[Biopython-dev] Module reorganization for upcoming Bio.PDB enhancements

Eric Talevich eric.talevich at gmail.com
Wed Jun 9 13:31:18 UTC 2010


On Tue, Jun 8, 2010 at 1:10 PM, João Rodrigues <anaryin at gmail.com> wrote:

> Hello all,
>
> I'm replying here to what Thomas wrote on the GSOC Report thread because it
> seems a better place.
>
> PDB files can contain anything RNA, DNA, sugars, small molecules... It is
>> thus not a good idea to
>> directly associate protein-specific methods to the structure class; it
>> will lead to a bloated Structure class and a lot of irrelevant methods (ie.
>> search_ss_bonds is meaningless for a PDB file that contains RNA).
>
>
> Agree.
>
> Currently, one creates Polypeptide objects from a Structure object using a
>> factory design pattern (via PPBuilder); the Polypeptide class implements
>> some protein specific methods. I believe that is a much cleaner way to do it
>> (though we need a Protein class that represents collections of connected
>> polypeptides). One can also make sure that all such derived objects
>> (Protein, NA, DNA,...) adhere to the same interface by providing a suitable
>> base class with shared functionality - in that way, the whole thing is also
>> extendible.
>>
>
> I think there has been already some discussion about this.

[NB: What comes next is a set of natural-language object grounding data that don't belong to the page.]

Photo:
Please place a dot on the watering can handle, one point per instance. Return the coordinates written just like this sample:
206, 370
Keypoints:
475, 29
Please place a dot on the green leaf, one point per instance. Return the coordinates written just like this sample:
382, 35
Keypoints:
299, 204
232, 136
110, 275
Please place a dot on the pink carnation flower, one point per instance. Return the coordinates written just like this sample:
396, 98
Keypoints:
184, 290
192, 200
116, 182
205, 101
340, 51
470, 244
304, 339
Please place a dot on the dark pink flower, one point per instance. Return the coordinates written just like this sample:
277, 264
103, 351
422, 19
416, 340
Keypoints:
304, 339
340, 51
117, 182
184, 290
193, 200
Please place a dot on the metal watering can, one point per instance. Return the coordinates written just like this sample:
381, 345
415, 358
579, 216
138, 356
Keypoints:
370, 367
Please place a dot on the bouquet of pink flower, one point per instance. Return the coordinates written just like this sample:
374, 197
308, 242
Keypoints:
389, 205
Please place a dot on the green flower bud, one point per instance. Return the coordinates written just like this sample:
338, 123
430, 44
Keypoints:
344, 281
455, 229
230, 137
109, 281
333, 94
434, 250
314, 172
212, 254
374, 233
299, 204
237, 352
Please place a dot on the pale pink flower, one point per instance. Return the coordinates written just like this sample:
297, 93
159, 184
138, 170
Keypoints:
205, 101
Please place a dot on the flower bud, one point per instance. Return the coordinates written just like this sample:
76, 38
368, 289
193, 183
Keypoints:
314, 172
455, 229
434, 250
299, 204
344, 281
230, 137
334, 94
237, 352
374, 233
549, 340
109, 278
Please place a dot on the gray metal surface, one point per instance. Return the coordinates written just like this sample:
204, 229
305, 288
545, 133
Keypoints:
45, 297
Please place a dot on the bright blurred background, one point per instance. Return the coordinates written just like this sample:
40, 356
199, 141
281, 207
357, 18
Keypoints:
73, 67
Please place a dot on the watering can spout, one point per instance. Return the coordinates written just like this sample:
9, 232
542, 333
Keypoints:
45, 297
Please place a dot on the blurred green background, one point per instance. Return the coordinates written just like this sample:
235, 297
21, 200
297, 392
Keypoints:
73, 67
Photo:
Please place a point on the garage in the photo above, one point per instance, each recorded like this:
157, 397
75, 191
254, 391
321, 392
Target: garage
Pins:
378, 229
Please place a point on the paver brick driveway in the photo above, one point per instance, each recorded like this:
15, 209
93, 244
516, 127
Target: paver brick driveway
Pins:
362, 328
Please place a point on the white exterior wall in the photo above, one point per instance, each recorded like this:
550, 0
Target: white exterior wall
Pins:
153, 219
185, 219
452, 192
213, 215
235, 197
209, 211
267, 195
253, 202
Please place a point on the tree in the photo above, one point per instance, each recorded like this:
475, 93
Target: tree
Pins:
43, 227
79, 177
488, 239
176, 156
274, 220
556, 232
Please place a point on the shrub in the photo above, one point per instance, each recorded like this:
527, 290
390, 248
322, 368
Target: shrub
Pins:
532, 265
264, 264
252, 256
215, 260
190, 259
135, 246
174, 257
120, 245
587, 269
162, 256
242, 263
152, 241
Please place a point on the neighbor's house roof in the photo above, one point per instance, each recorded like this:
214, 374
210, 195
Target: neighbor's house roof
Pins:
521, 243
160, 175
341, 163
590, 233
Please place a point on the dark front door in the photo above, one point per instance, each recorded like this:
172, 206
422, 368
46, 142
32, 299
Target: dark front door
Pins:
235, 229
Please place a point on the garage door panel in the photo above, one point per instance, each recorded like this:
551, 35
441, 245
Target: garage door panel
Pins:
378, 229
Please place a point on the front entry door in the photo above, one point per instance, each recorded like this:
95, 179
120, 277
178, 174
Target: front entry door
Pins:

My personal
> opinion/suggestion is having a structure like:
>
> Bio.PDB/
> _______/Protein.py
> _______/DNA.py
> _______/RNA.py
>
> that would translate to an usage of something like:
>
> from Bio.PDB import Protein
> structure = Protein('1ABC.pdb')
> structure.search_ss_bonds()
>
> but not
>
> structure.calc_melting_temperature() (just an example)
>

How about:

from Bio import Struct

# extract the protein from a bound TF structure
complex = Struct.read("3IKT.pdb")
prot = complex.as_protein()

# which is a wrapper for:
from Bio.Struct.Protein import Protein
# if Protein contains a Structure instance:
prot = Protein(complex)
# or, if Protein inherits from Structure:
prot = Protein.from_structure(complex)


The Bio.Struct.Protein module would mostly wrap Bio.PDB's protein-specific
functionality, and contain a class called Protein which you construct using
a Bio.PDB.Structure.Structure instance, in some way.

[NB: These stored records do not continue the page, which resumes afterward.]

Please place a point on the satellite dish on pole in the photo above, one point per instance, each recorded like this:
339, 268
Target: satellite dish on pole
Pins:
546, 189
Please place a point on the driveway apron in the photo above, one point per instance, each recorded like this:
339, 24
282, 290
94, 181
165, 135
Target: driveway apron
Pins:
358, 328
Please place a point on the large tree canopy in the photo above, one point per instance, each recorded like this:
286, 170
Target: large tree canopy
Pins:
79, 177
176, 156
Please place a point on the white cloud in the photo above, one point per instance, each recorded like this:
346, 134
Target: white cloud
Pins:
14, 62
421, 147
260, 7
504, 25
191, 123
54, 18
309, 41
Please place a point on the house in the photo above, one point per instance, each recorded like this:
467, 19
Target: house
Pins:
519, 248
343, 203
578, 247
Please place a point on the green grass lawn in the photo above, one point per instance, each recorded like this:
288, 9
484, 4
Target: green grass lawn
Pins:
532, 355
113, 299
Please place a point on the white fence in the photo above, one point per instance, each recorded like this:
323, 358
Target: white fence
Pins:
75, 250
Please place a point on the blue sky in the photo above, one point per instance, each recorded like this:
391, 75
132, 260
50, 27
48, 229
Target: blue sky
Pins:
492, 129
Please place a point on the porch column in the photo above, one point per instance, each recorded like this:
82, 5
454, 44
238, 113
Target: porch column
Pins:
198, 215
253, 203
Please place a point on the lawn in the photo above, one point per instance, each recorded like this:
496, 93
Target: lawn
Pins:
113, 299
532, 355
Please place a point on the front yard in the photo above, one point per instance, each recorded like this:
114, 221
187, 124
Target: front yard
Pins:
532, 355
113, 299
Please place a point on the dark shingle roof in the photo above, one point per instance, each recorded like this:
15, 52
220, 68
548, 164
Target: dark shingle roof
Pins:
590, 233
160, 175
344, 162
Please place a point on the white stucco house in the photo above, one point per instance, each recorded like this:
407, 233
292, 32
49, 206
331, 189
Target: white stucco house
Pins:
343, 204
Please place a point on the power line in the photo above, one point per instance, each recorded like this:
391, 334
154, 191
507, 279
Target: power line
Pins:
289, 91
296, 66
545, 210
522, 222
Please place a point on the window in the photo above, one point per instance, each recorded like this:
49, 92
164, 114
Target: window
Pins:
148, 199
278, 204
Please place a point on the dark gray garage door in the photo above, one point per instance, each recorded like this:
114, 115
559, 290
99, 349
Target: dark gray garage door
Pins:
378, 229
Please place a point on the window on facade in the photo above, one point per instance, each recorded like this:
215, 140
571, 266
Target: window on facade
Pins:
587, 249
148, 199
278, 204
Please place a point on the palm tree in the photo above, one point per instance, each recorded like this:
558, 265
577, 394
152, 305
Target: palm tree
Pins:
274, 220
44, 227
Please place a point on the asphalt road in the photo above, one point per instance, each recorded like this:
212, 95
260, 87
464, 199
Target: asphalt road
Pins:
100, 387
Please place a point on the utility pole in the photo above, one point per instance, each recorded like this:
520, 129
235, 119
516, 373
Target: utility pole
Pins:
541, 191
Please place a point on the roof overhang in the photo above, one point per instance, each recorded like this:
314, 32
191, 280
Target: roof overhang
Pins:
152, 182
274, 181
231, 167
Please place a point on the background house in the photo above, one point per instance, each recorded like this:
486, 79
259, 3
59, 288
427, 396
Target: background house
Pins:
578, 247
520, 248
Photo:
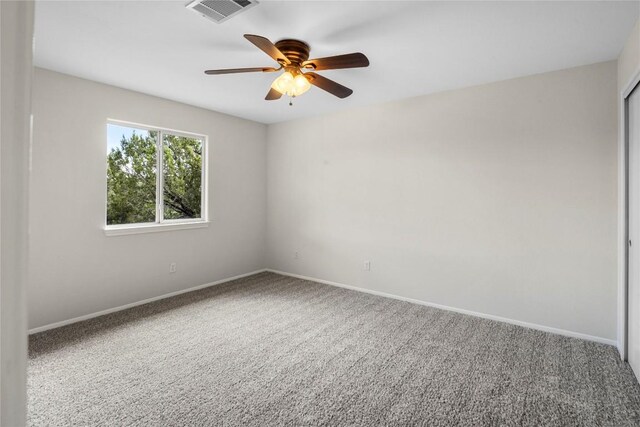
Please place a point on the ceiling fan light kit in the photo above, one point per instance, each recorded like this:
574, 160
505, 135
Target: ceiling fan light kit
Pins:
293, 56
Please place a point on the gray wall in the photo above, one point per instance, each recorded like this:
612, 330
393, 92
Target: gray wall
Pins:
74, 268
499, 199
16, 54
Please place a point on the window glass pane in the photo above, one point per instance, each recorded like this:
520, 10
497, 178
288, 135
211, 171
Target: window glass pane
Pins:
131, 175
182, 175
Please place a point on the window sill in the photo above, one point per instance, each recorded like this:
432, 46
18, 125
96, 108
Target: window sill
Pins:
121, 230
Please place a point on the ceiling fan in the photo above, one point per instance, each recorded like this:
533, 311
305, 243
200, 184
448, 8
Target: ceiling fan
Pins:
293, 57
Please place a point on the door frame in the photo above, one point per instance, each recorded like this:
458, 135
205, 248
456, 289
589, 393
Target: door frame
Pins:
623, 215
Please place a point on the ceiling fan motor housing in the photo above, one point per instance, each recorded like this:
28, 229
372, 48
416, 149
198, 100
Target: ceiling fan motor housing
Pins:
296, 51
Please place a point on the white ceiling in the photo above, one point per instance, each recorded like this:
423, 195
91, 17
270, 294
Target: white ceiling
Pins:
415, 48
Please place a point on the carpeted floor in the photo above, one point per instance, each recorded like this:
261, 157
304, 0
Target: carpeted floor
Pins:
273, 350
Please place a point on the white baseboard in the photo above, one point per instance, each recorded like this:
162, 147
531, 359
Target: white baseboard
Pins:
457, 310
137, 303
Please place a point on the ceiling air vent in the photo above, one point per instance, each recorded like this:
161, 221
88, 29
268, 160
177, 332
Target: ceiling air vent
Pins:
220, 10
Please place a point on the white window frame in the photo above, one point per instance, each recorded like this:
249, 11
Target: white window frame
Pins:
160, 223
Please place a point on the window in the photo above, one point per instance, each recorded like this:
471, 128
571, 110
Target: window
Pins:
141, 197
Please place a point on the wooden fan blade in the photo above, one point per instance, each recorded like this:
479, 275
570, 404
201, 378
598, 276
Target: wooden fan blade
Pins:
329, 85
267, 47
273, 95
242, 70
350, 60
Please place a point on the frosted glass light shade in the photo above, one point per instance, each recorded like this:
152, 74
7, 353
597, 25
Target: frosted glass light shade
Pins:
289, 85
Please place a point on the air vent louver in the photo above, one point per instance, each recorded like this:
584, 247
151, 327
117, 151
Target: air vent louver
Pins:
220, 10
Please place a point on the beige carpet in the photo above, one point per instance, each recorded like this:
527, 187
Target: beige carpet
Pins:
273, 350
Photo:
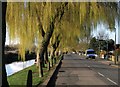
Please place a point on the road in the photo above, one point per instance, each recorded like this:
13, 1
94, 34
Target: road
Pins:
75, 70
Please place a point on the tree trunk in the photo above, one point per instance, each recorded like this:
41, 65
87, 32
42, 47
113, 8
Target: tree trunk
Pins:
37, 59
47, 60
46, 39
4, 74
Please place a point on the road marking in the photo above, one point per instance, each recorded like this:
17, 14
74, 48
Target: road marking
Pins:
101, 74
112, 81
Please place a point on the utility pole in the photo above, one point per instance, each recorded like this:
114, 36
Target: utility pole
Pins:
115, 46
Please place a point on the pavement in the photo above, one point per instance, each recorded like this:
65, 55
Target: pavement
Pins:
75, 70
108, 62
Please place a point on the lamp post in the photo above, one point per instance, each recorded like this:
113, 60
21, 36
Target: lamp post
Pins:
115, 46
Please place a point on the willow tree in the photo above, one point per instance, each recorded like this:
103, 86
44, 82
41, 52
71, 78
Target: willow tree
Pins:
25, 21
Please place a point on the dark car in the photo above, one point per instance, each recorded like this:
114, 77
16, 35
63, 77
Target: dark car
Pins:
90, 53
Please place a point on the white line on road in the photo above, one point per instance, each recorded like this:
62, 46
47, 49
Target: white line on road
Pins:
112, 81
101, 74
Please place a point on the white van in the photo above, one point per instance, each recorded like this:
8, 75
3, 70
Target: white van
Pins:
90, 53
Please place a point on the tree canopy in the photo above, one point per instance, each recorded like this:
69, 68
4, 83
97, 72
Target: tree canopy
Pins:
74, 21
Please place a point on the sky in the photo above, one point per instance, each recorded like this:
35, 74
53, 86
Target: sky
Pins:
100, 28
111, 34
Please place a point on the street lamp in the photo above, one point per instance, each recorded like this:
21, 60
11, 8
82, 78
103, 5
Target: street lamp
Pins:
115, 46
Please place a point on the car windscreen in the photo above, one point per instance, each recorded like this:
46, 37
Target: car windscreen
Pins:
90, 52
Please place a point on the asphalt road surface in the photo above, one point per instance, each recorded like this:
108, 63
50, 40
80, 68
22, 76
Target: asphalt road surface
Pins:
75, 70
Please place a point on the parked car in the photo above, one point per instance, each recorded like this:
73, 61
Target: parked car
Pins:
90, 53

I think the convenience methods as_protein, as_dna and as_rna are acceptable
additions to the Structure class if that saves us from (a) polluting
Structure with protein- and RNA-specific methods, or (b) requiring a slew of
imports to reach any new functionality. You can add as_protein yourself and
leave the other methods for other brave souls to implement. (Bio.Struct.RNA
deserves its own directory, and I don't know of anyone working on a
structural DNA branch.)


Protein() would call PDBParser(). It could also include, to a certain
> extent, an Alphabet-like feature to assure residue names are OK (this goes a
> bit with this proposal<http://www.biopython.org/wiki/GSOC2010_Joao#Residue_name_normalisation>).
> I believe this goes a bit into what you said. Having a class that basically
> abstracts what we do now (Bio.PDB.PDBParser) and allows for
> molecule-specific methods. However, it also leads to some problems:
> Protein/DNA complexes come to mind.
>
> How does this sound? I think it goes with what Eric said in the first post
> of this thread and what Thomas replied in the GSOC thread. We should also
> change the PDB name to Struct to better reflect the purpose of the module.
> All of the other additions like Bio.Struct.WWW would still apply. And I
> don't see a major problem in breaking the existing code by adding this.
>

To be clear, we don't need to rename anything -- Bio.Struct and Bio.PDB can
live in harmony for the foreseeable future.